I slipped into her apartment and spent a few minutes straightening up. She's still tearing pages out of coloring books and leaving them lying around the apartment. I left out some cookies I brought for her then stopped to talk with a couple of the caregivers before I left.
They told me a funny story or two and reiterated how much they like my mom. Already, she's making a mark with her sense of humor, which has remained intact in spite of everything else she's lost mentally. She laughs a lot, which is something I have to remind myself to appreciate now, because it likely won't always be the case.
Anyway, one of the caregivers pointed out that she was sitting next to "Mr. Tom" and, further, that they normally sat together. They had become friends. That comment - that one comment - made me want to smile and cry at the same time. Literally.

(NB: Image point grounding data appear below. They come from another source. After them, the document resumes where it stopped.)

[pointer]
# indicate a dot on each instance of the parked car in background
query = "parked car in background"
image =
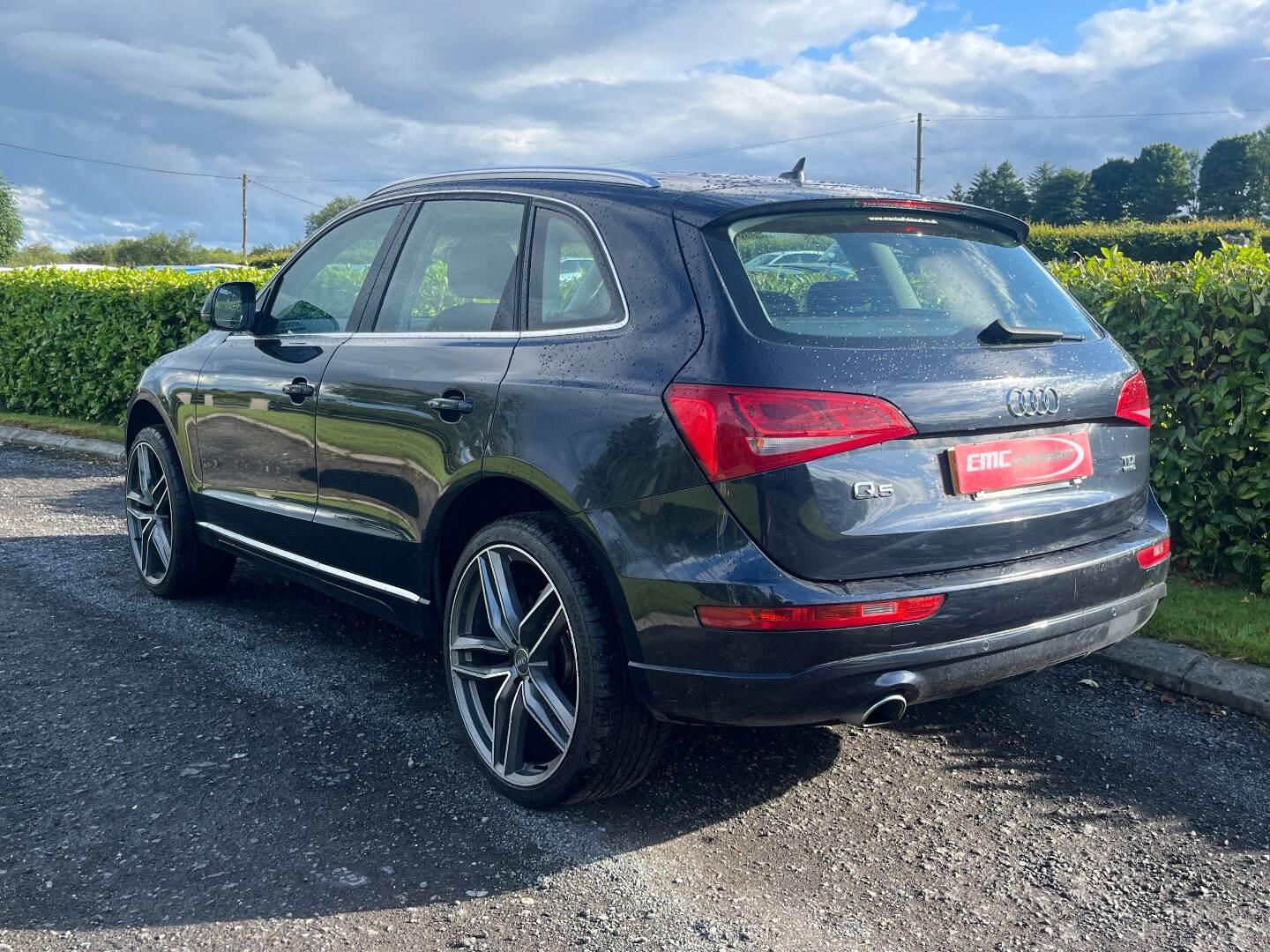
(188, 268)
(571, 420)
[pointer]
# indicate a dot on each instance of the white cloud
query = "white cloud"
(354, 89)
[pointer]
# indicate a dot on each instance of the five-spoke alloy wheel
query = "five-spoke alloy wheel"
(514, 664)
(537, 669)
(149, 513)
(170, 559)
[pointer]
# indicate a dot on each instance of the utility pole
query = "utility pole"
(244, 210)
(917, 190)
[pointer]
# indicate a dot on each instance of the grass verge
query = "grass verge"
(64, 424)
(1221, 620)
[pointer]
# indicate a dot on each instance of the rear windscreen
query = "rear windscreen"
(878, 279)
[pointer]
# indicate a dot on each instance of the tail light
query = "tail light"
(852, 614)
(1134, 403)
(741, 430)
(1154, 555)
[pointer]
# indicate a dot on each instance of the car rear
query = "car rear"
(940, 455)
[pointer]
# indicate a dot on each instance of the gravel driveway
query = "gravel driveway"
(273, 770)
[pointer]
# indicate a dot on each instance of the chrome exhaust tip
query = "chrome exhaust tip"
(885, 710)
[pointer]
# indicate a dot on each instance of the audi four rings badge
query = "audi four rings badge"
(1032, 401)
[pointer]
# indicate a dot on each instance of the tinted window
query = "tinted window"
(318, 292)
(886, 279)
(569, 282)
(455, 273)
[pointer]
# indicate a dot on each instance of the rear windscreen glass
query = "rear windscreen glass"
(878, 279)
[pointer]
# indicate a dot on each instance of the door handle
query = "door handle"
(299, 390)
(453, 405)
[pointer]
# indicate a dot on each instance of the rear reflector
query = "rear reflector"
(741, 430)
(854, 614)
(1154, 555)
(1134, 403)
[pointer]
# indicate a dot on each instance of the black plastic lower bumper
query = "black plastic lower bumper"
(833, 691)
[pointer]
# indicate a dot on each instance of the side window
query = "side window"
(569, 279)
(456, 270)
(318, 292)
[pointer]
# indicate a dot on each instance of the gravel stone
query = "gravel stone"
(273, 770)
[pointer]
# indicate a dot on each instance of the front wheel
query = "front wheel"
(165, 548)
(536, 669)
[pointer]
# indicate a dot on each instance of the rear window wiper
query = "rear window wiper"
(1000, 333)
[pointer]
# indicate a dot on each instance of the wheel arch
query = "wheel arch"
(145, 412)
(462, 512)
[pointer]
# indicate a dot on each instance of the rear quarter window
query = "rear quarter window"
(878, 279)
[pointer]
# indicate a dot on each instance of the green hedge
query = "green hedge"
(74, 343)
(1199, 331)
(1169, 242)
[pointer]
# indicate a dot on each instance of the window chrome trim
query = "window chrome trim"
(464, 195)
(312, 564)
(549, 173)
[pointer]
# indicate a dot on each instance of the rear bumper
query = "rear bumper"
(671, 554)
(834, 691)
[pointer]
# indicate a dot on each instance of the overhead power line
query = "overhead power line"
(280, 192)
(118, 165)
(280, 178)
(1004, 117)
(764, 145)
(164, 172)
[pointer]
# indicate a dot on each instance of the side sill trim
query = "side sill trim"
(312, 564)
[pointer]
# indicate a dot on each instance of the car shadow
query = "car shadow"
(274, 753)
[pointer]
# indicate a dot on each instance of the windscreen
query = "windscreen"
(879, 279)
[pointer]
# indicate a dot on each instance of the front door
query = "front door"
(406, 404)
(257, 392)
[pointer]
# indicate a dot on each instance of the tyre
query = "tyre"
(165, 548)
(536, 668)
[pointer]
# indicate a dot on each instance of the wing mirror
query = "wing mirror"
(231, 306)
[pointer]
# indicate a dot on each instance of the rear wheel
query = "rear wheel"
(536, 669)
(165, 548)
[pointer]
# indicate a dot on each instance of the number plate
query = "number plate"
(1032, 461)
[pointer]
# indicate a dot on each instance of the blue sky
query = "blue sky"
(302, 90)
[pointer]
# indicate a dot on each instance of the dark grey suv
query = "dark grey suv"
(553, 414)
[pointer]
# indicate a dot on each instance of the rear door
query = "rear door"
(257, 392)
(1009, 449)
(407, 401)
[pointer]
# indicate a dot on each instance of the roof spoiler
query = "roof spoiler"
(1010, 225)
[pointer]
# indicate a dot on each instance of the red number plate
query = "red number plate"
(1032, 461)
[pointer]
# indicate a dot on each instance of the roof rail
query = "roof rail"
(559, 173)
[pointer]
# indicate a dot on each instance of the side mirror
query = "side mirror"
(231, 306)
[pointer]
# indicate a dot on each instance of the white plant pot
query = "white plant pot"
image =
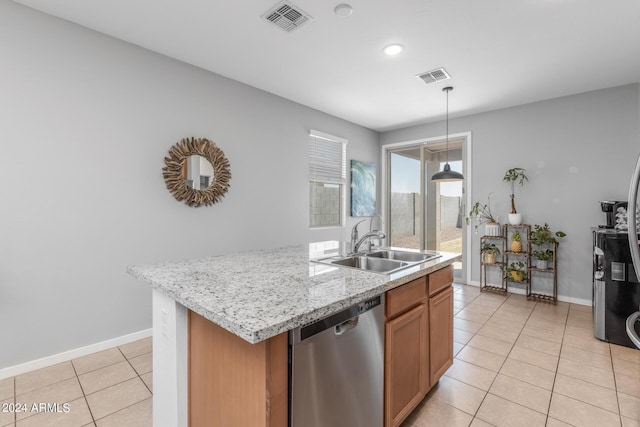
(541, 264)
(492, 229)
(515, 219)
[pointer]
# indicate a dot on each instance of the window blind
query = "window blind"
(327, 157)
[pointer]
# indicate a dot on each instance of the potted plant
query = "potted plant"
(516, 242)
(542, 234)
(489, 252)
(513, 176)
(543, 258)
(516, 271)
(482, 213)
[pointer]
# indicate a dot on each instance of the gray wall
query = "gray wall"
(85, 122)
(577, 150)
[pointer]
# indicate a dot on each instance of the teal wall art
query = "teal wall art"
(363, 188)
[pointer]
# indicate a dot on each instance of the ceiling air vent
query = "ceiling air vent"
(287, 16)
(434, 75)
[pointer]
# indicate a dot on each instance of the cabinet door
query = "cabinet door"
(406, 364)
(440, 333)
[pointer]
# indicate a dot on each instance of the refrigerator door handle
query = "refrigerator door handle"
(633, 229)
(631, 330)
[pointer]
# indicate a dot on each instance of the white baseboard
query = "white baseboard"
(22, 368)
(519, 291)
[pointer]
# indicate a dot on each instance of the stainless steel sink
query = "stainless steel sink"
(405, 256)
(379, 265)
(384, 261)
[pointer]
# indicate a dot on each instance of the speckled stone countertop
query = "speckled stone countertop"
(257, 295)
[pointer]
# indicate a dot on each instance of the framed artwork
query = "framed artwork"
(363, 188)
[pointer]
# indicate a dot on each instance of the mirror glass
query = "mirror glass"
(197, 172)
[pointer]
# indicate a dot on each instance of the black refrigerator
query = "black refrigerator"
(616, 290)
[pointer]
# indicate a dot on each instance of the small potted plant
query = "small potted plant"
(482, 213)
(489, 252)
(516, 242)
(543, 258)
(513, 176)
(516, 271)
(542, 234)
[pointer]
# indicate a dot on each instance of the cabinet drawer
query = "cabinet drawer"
(406, 296)
(440, 279)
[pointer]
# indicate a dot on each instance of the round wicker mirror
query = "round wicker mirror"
(177, 169)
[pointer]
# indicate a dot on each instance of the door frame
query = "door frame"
(466, 188)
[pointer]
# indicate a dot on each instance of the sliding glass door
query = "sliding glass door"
(423, 214)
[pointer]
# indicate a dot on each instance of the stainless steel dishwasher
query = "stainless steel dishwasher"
(336, 369)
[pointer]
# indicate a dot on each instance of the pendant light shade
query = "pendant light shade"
(447, 175)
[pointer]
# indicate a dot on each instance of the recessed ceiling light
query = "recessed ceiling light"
(343, 10)
(393, 49)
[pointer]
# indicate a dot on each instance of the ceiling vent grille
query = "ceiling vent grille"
(434, 75)
(287, 16)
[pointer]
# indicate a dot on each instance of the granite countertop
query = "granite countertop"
(257, 295)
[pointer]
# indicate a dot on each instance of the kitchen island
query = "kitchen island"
(227, 317)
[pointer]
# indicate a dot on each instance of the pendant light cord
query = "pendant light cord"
(447, 90)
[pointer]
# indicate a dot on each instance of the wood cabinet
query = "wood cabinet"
(440, 333)
(406, 363)
(233, 382)
(418, 341)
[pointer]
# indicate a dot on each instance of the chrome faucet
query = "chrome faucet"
(369, 235)
(354, 235)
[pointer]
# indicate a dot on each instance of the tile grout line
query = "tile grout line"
(555, 374)
(615, 384)
(84, 395)
(505, 360)
(135, 370)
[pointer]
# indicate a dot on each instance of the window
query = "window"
(327, 173)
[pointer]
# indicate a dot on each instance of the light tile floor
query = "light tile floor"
(521, 363)
(517, 363)
(109, 388)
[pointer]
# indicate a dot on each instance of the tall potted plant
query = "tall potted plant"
(481, 214)
(513, 176)
(489, 252)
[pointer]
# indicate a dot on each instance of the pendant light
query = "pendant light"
(447, 174)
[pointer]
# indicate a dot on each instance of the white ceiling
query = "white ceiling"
(500, 53)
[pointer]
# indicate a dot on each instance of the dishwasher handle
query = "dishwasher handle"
(631, 330)
(345, 327)
(341, 322)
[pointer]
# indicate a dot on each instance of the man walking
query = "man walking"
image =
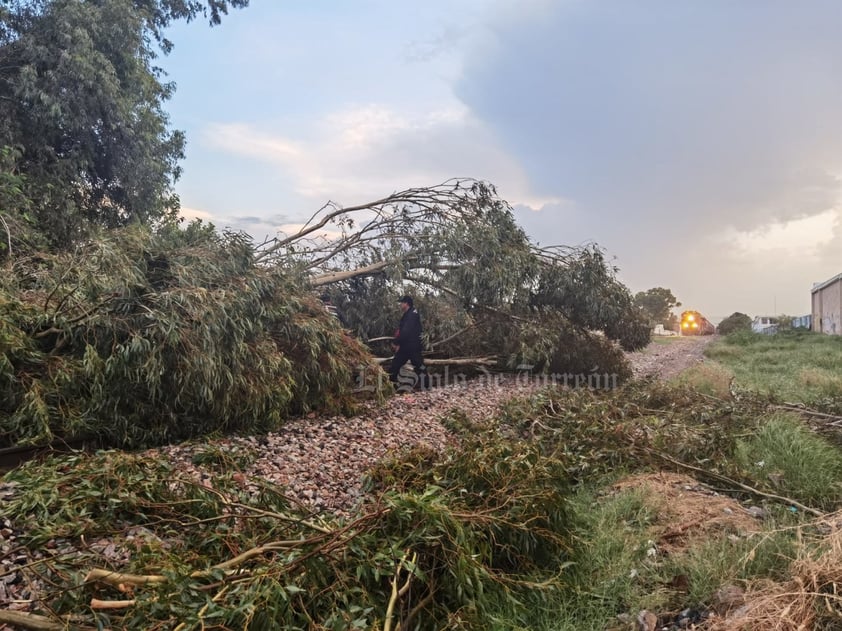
(407, 345)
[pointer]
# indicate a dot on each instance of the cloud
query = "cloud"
(194, 213)
(658, 111)
(700, 143)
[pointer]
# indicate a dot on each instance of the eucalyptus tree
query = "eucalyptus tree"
(81, 100)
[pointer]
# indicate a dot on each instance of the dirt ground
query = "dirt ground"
(666, 357)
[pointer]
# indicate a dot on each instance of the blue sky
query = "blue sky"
(698, 142)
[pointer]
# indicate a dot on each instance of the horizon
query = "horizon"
(699, 144)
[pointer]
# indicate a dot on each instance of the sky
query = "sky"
(698, 142)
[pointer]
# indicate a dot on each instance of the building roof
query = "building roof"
(818, 286)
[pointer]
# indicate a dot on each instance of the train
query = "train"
(694, 323)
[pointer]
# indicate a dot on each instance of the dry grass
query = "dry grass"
(687, 511)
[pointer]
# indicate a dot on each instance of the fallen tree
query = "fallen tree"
(484, 288)
(138, 338)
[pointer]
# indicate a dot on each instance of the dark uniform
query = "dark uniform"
(408, 347)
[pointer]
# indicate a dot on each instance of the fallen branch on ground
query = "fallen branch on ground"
(727, 480)
(33, 621)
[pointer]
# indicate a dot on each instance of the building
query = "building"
(803, 322)
(764, 324)
(827, 306)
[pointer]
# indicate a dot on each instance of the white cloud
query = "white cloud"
(194, 213)
(799, 237)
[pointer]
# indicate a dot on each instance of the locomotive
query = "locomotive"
(694, 323)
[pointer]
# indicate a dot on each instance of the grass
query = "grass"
(494, 532)
(789, 459)
(792, 366)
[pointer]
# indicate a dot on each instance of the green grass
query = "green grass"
(791, 366)
(671, 339)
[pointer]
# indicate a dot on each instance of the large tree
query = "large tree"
(82, 103)
(485, 289)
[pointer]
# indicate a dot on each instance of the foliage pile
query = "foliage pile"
(520, 526)
(483, 288)
(140, 339)
(439, 550)
(733, 323)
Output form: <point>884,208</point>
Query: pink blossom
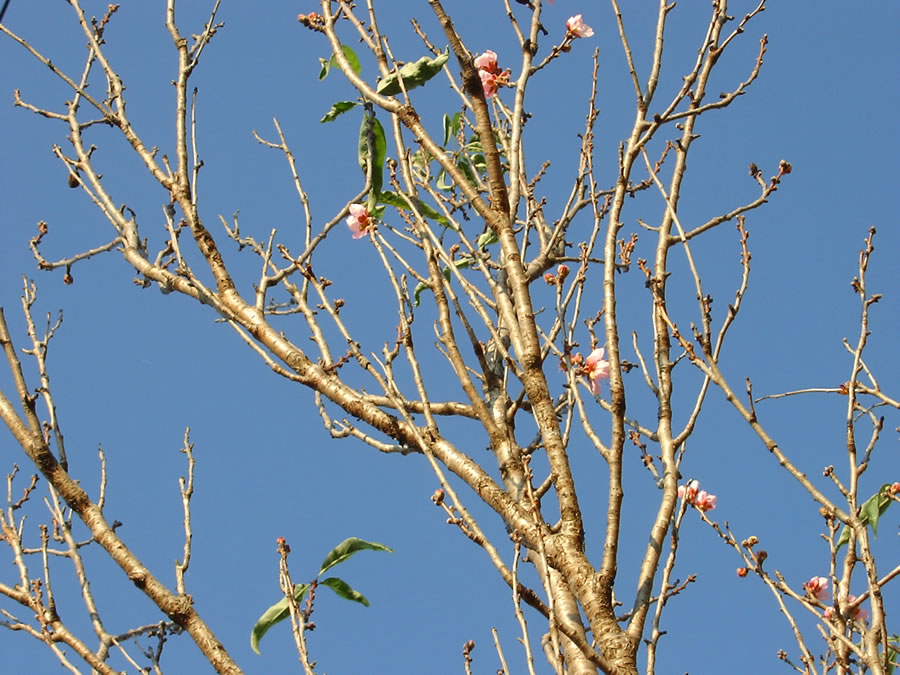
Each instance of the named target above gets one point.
<point>817,587</point>
<point>578,28</point>
<point>597,369</point>
<point>359,221</point>
<point>489,72</point>
<point>487,61</point>
<point>689,491</point>
<point>489,82</point>
<point>694,495</point>
<point>705,501</point>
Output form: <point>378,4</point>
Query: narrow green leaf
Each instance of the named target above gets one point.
<point>871,510</point>
<point>443,181</point>
<point>347,548</point>
<point>487,238</point>
<point>417,291</point>
<point>276,613</point>
<point>380,148</point>
<point>328,64</point>
<point>875,506</point>
<point>466,167</point>
<point>393,199</point>
<point>344,590</point>
<point>451,127</point>
<point>414,74</point>
<point>447,126</point>
<point>338,108</point>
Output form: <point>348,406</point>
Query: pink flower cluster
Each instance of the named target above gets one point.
<point>578,28</point>
<point>491,76</point>
<point>694,495</point>
<point>359,221</point>
<point>597,369</point>
<point>818,588</point>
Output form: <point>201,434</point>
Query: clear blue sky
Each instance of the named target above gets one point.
<point>131,368</point>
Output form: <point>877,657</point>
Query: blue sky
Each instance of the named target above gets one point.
<point>132,368</point>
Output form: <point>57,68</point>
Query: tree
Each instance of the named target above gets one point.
<point>504,350</point>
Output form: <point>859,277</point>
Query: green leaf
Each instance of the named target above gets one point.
<point>466,167</point>
<point>451,127</point>
<point>347,548</point>
<point>443,181</point>
<point>337,109</point>
<point>344,590</point>
<point>379,147</point>
<point>276,613</point>
<point>487,238</point>
<point>328,64</point>
<point>414,74</point>
<point>871,510</point>
<point>393,199</point>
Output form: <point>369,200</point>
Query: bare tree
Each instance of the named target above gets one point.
<point>495,308</point>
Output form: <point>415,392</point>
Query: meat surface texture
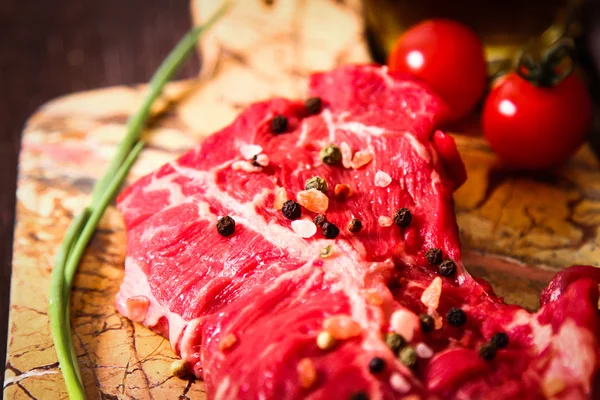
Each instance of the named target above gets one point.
<point>244,311</point>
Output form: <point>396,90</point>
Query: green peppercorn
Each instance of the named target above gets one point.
<point>395,341</point>
<point>408,356</point>
<point>434,256</point>
<point>316,182</point>
<point>331,155</point>
<point>403,217</point>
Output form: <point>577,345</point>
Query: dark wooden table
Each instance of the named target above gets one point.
<point>50,48</point>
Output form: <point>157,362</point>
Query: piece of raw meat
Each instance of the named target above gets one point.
<point>282,309</point>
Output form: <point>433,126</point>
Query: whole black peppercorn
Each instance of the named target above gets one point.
<point>434,256</point>
<point>456,317</point>
<point>354,225</point>
<point>376,365</point>
<point>395,342</point>
<point>447,268</point>
<point>427,322</point>
<point>279,124</point>
<point>329,230</point>
<point>487,351</point>
<point>313,105</point>
<point>331,155</point>
<point>403,217</point>
<point>291,210</point>
<point>320,219</point>
<point>359,396</point>
<point>500,340</point>
<point>226,226</point>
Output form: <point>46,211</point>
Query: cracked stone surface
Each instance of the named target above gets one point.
<point>505,220</point>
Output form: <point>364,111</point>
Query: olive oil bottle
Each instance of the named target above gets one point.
<point>504,27</point>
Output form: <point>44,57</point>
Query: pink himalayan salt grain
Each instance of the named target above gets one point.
<point>307,374</point>
<point>382,179</point>
<point>404,323</point>
<point>248,151</point>
<point>399,383</point>
<point>361,158</point>
<point>385,221</point>
<point>304,228</point>
<point>280,198</point>
<point>346,154</point>
<point>313,200</point>
<point>373,297</point>
<point>423,351</point>
<point>431,295</point>
<point>342,327</point>
<point>137,307</point>
<point>553,386</point>
<point>227,341</point>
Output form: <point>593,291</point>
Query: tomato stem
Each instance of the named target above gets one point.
<point>554,65</point>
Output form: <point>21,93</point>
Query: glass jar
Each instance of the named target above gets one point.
<point>504,27</point>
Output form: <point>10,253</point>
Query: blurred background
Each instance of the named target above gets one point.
<point>51,48</point>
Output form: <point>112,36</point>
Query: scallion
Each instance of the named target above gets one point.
<point>84,225</point>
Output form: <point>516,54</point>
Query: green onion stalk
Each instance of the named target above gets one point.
<point>83,226</point>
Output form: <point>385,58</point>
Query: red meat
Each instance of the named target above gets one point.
<point>244,310</point>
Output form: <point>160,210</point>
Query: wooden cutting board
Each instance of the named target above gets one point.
<point>256,52</point>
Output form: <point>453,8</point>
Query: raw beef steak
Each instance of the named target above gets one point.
<point>380,307</point>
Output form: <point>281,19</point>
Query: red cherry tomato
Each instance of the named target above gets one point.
<point>449,57</point>
<point>532,127</point>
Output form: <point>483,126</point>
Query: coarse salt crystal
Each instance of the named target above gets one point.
<point>373,297</point>
<point>346,154</point>
<point>245,166</point>
<point>404,323</point>
<point>227,341</point>
<point>250,150</point>
<point>423,351</point>
<point>399,383</point>
<point>313,200</point>
<point>431,295</point>
<point>342,327</point>
<point>553,386</point>
<point>385,221</point>
<point>262,159</point>
<point>304,228</point>
<point>382,179</point>
<point>361,158</point>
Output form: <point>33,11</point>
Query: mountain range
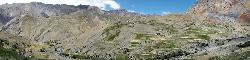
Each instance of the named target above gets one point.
<point>209,30</point>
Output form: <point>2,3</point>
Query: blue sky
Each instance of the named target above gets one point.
<point>156,6</point>
<point>139,6</point>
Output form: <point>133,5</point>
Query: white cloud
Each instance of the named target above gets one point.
<point>102,4</point>
<point>166,13</point>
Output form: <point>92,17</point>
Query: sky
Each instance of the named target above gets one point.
<point>161,7</point>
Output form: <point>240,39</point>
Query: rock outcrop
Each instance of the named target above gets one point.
<point>225,10</point>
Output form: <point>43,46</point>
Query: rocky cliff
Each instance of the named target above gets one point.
<point>46,31</point>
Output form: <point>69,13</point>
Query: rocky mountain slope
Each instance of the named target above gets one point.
<point>44,31</point>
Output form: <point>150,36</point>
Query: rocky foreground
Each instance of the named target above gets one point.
<point>210,30</point>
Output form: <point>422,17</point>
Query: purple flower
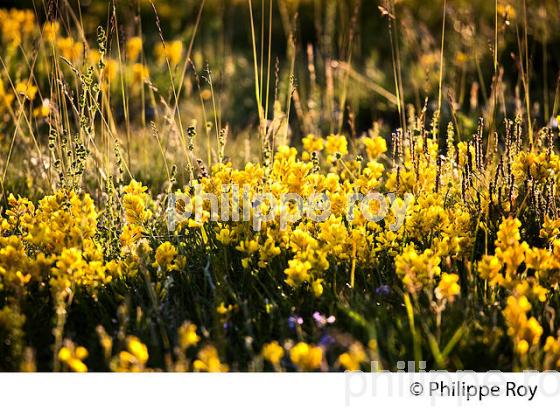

At Maristone, my mom never seemed to be able to connect with any of the other residents or make new friends. One of the cruelest things about Alzheimer's disease - at least in the way that it's affected my mom - is that her ability to make friends and to be comfortable around people she doesn't know well has vanished in the wind. Watching this woman who had so very many friends and was so involved socially struggle to talk with another resident has been heartbreaking for me. Maybe that's changed in her new environment, just a little. I need to believe that it has, anyway.
I'm off to pick up donuts for the residents and staff this morning, a Sunday morning tradition I've been thinking of starting.